Guide · Kubernetes Runtime Patterns
Kubernetes Liveness Probes for MCP Servers — detect hangs before users do
A Kubernetes liveness probe restarts a container that has entered a broken state it cannot recover from on its own. For MCP servers — where a hung Node.js event loop can keep the process listening on a port while every incoming JSON-RPC message goes unanswered — choosing the right probe type and threshold is the difference between a self-healing deployment and an outage that lasts until an engineer intervenes.
TL;DR
Use an httpGet liveness probe against a dedicated /live endpoint that exercises the Node.js event loop — not a TCP socket check. A TCP probe confirms the port is open; it cannot detect a hung event loop, an OOM-killed worker thread, or a deadlocked async queue. Set initialDelaySeconds generously to survive startup (60–90 s for servers that warm up a database connection pool), tune failureThreshold to three to avoid restarting on transient load spikes, and pair with AliveMCP for continuous external monitoring that catches the failure class Kubernetes probes structurally cannot see: the server appearing healthy inside the cluster while the public endpoint or TLS certificate is broken from the outside.

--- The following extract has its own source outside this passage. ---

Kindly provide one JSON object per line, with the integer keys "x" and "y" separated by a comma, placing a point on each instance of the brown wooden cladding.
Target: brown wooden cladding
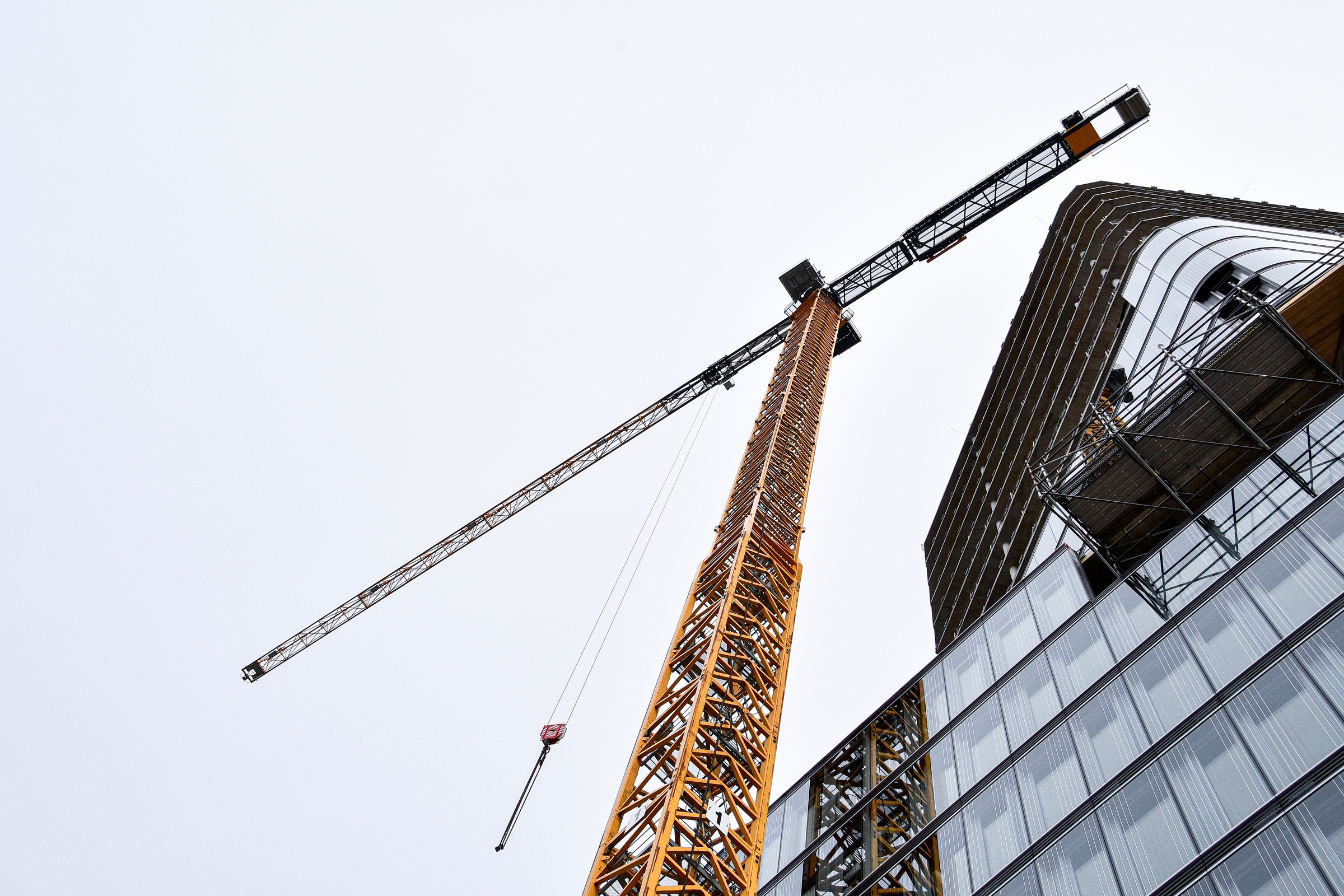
{"x": 1052, "y": 365}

Why liveness probes matter specifically for MCP servers
MCP servers are long-lived process servers. Unlike a stateless REST API where each request creates a fresh execution context, MCP servers maintain open SSE connections, accumulate in-memory session state, and run tool handlers that call external APIs, query databases, and spawn child processes. Any of these can enter a state the process cannot self-recover from:
- Event loop exhaustion. A synchronous operation inside an async handler — a large JSON parse, a blocking crypto operation, a deep recursive traversal of a tool response — can starve the Node.js event loop for several seconds. If a Kubernetes TCP probe fires during that window it still succeeds, because the port is open; the event loop is just not processing incoming connections.
- Deadlocked async queue. A Promise that resolves into another Promise that waits on a shared resource held by the first creates a deadlock. The process is running, memory usage is stable, the port is open, but no MCP request will ever complete.
- OOM-killed worker thread. A worker thread that crashes due to out-of-memory is not the same as the main process crashing. The main process remains alive and accepting connections; tool calls dispatched to the dead worker silently time out.
- Connection pool saturation. All database connections are held by long-running tool calls. New requests queue indefinitely. The process appears healthy to a TCP probe while every user-visible operation fails.
In all four cases, a TCP probe or a raw HTTP probe that only checks status 200 on a trivial endpoint will report the pod as live. Only a probe that actually exercises the event loop will detect the hang.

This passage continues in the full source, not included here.